The chairperson emphasised that SHA needs pulling of finances by having individuals consistently pay to the scheme. 

SHA will audit the upfront payment made to NHIF and have the money transferred to the authority. “SHA is the custodian of all funds,” said Olweny. 

Kenyans who default will pay a two per cent penalty, according to the SHA Act, 2023, to be able to access services. 

Under SHA, services have been standardised devoid of the amount contributed to the scheme. 

For example, those paying Sh300 and those paying more than Sh1 million will be able to access equal services under SHA. 

“SHA will not have a mix of schemes that are going to be run, it is one package for everyone regardless of contribution. This is the principal to SHA,” said Olweny.

As Kenya works towards the implementation of Universal Health Coverage (UHC), he explained that SHA is not in the business of providing healthcare but financing healthcare. 

He said counties are therefore expected to enhance the capacity of their human resource, medical supplies and technologies to guarantee access to quality healthcare services by all Kenyans. 

 Health CS Susan Nakhumicha. [Elvis Ogina, Standard]

Under the new scheme, health benefits will be accessed in all facilities accredited by SHA, and licensed by medical council. 

“SHA will offer services in public facilities, faith-based, and private facilities. SHA will pay standardised tariffs to all hospitals, including private and public ones. People will have the freedom to determine which facilities to access, but those looking for high-end facilities might have to top up for additional services,” said Olweny. 

Further, he clarified that SHA premiums are lower compared to what used to be remitted to NHIF. 
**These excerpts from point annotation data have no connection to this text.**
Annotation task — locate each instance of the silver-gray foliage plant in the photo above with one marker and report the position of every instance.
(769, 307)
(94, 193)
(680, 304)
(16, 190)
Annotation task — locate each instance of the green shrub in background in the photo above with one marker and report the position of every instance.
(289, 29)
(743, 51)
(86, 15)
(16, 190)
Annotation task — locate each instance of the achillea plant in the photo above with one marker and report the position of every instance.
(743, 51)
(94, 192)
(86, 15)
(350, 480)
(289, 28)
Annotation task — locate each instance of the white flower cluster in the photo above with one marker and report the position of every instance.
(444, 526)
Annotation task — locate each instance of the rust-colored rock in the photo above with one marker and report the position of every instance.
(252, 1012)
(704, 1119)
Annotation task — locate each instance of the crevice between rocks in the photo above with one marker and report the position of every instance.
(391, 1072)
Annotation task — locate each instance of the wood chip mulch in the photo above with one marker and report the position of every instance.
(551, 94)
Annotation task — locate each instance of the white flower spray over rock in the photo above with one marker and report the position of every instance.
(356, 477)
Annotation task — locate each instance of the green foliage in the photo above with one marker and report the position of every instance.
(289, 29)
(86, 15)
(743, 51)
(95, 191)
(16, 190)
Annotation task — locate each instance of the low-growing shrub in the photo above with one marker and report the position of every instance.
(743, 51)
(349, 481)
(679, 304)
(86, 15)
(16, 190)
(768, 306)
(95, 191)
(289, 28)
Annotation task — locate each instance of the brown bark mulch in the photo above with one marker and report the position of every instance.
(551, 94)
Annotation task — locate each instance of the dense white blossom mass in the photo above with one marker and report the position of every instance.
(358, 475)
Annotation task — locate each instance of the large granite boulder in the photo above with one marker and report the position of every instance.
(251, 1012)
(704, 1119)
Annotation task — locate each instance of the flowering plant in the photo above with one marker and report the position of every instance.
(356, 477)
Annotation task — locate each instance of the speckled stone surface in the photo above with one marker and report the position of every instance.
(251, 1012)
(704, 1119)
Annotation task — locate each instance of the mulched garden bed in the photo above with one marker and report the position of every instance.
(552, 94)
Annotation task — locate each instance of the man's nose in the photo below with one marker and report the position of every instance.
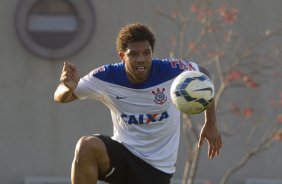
(140, 58)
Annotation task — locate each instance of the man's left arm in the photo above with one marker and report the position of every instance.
(209, 130)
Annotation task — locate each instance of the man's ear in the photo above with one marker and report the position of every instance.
(121, 55)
“Previous system was very inequity because for example, someone earning Sh100,000 was contributing 1.7 per cent of their pay, whereas that earning Sh5,000 was paying Sh500, which is five per cent, which is inequity,” he said. 

Olweny explained that the reason for the new contribution structure is to have a progressive contribution structure. 
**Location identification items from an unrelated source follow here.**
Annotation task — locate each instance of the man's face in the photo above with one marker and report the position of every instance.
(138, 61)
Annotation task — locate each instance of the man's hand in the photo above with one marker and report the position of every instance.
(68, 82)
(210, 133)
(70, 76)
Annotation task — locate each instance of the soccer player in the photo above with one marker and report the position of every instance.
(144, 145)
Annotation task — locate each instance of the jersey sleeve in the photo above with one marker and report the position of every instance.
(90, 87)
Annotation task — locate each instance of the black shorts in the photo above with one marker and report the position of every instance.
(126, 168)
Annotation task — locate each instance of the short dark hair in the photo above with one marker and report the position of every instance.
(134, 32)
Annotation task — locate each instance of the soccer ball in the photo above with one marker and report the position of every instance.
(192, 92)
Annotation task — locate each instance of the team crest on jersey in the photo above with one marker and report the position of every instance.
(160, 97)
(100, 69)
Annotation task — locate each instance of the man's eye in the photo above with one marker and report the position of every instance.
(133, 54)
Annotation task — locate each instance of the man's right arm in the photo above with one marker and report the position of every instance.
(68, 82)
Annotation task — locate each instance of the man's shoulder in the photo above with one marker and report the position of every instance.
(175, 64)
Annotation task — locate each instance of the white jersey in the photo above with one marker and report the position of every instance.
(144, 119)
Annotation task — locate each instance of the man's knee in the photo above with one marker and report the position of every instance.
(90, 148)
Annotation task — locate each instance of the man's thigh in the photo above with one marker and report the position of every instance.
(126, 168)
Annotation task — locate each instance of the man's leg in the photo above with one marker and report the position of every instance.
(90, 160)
He clarified that all employees at NHIF will need to reapply to join the new authority. 

However, those currently working at the fund will be given priority. 
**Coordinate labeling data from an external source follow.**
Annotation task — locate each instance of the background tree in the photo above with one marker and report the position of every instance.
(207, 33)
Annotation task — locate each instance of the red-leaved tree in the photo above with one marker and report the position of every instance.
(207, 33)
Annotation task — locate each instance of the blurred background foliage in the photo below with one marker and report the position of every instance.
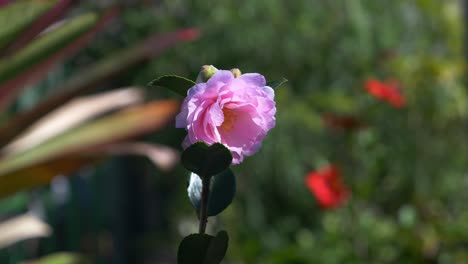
(406, 168)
“Transition committee is ceased of overseeing the transition of liabilities, and human resource to SHA,” he said. 

“There are tools that will be used to determine what kind of employees we need, the numbers and what skills are required. Based on this, those at NHIF will be expected to re-apply,” he added. 

In November, Health Cabinet Secretary gave Olweny two months to work on structures of employment at the authority. 

The CS said the employees are expected to re-apply, move to other government parastatals or apply for early retirement. 

But during an interview with The Standard, Olweny said employment is not a priority, as the focus is to ensure operations continue seamlessly, and services are delivered to the public in the usual manner. 

Whereas NHIF has had damning scandals, the SHA Chairman said he is determined to avoid a repeat of the same through enhancing fraud detection systems.

The fraud detection technology, he said will be activated before any payment is made. 

“The only way to ensure fraud is minimised is to ensure we have a robust system, and we are leveraged on fraud detection technology,” said Olweny. 

“Fraud deprives everybody else of resources that would have been used to take care of healthcare,” he added.

Enforcement of action among individuals involved in fraud he said has been an issue at NHIF. 

SHA governs three funds, namely Social Health Insurance Fund (SHIF), the Primary Healthcare Fund, and the Emergency, Critical and Chronic Fund. 

Money paid by Kenyans shall go to SHIF, whereas the government will allocate money to run the primary healthcare fund provided at Level 2 and 3 hospitals. 

The National Treasury will also allocate money to the Emergency, Chronic and Critical Illness Fund, which will serve patients at Level 4, 5 and 6 hospitals. 

Public participation in the new health scheme is ongoing after the Court of Appeal lifted orders that suspended the implementation of the Social Health Insurance Act 2023.